Propre, j'enfile une robe simple, couleur mastic et vaporeuse qui se lace dans le dos, ainsi qu'une ceinture en cuir, un pantalon en lin et des souliers en tissu ajustables par des boucles métalliques. Je tire les rideaux et passe la tête par l'alcôve. En bas, la rue est déserte. L'eau de pluie s'évacue par les égouts.

Des égouts ? Quelle bonne nouvelle ! La ville est donc nettoyée !

Je rejoins l'archer au rez-de-chaussée, frais et dispo dans sa tunique opale. À le revoir dans ces conditions, je songe que les Elfes sont très grands, athlétiques et lumineux. Leur personnalité est complexe et leur comportement empreint d'animalité et de grâce. Sans jamais m'offenser par sa nature singulière et ambivalente, Ryön a jusqu'à présent pris soin de se tenir à distance.

Ses yeux fixes, très bridés, se posent sur moi. Il me propose une chaise et s'assied à son tour. Dans son mutisme, je le regarde passer ses cinq doigts sur les nervures boisées de la table massive. De l'autre main, il triture un petit artefact. C'est un caillou gris qu'il tourne entre ses doigts. Son porte-bonheur.

« Tu as vécu à la Cité des Elfes, traversé une région et vu la Capitale de Fendôr sous un beau jour. Envisages-tu toujours de retrouver un portail ?

— Il le faut. La Confédération ne m'a-t-elle pas autorisée à consulter les bibliothèques en ce sens ?

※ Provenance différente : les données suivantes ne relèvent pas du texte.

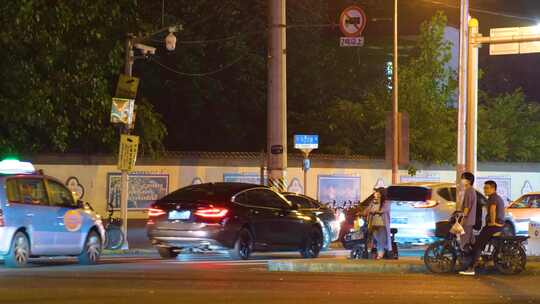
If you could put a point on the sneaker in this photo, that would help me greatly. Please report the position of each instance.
(469, 272)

Mon ton a été suppliant. Songeur, Ryön acquiesce. J'insiste, les yeux tournés vers la cour noyée sous une averse torrentielle.

— Tu as côtoyé Charles. Lui aussi a dû rechercher une sortie.

L'archer relève le menton. Il émet une énergie qui semble aspirer l'air de la pièce. Même les flammes dans la cheminé ont diminué. Je lutte contre mon accès de timidité et tends l'oreille.

— Charles chercha longtemps et je lui prêtai assistance pendant d'innombrables lunes. Nous voyageâmes et combattîmes ensemble. Cet Humain aurait pu s'abîmer dans la folie et la tristesse, mais son intelligence le guida. Il mit son savoir au service de ce monde, le développa et devint héros de la Capitale et au-delà. Charles le Traverseur s'attira le respect de toutes les races dont il croisa le chemin. Jehanne, peut-être est-ce également ta destinée ? »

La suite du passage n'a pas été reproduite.